Species of flowering plant

Boronia lanuginosa
is a plant in the citrus family Rutaceae and is endemic to northern Australia.
It is a shrub with woolly pinnate leaves.

==Description==
Boronia lanuginosa is a perennial of a height from 0.4-1.5 m. The leaves are pinnate, the pinnae being linear with revolute margins.
Its flowers are white to pink and it flowers and fruits from January through to November (January to September.)

==Taxonomy and naming==
This species was first formally described in 1837 by the Austrian botanist, Endlicher, who gave it the name Boronia lanuginosa.
The specific epithet comes from the Latin, lanuginosa, meaning woolly or downy.

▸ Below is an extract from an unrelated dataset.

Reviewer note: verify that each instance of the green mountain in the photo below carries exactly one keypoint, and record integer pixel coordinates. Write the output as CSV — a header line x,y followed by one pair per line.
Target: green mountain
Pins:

==Distribution and habitat==
Boronia lanuginosa is found in Western Australia, the Northern Territory and Queensland. However, the occurrence records show this as an essentially Top End species. It is found in the IBRA regions of Victoria Bonaparte, Arnhem Coast, Arnhem Plateau, Central Arnhem, Daly Basin, Darwin Coastal, Gulf Coastal, Gulf Fall and Uplands, Gulf Plains, and Pine Creek.
It grows on sandstone and sand, in gullies and creekbeds, and in woodland and forest.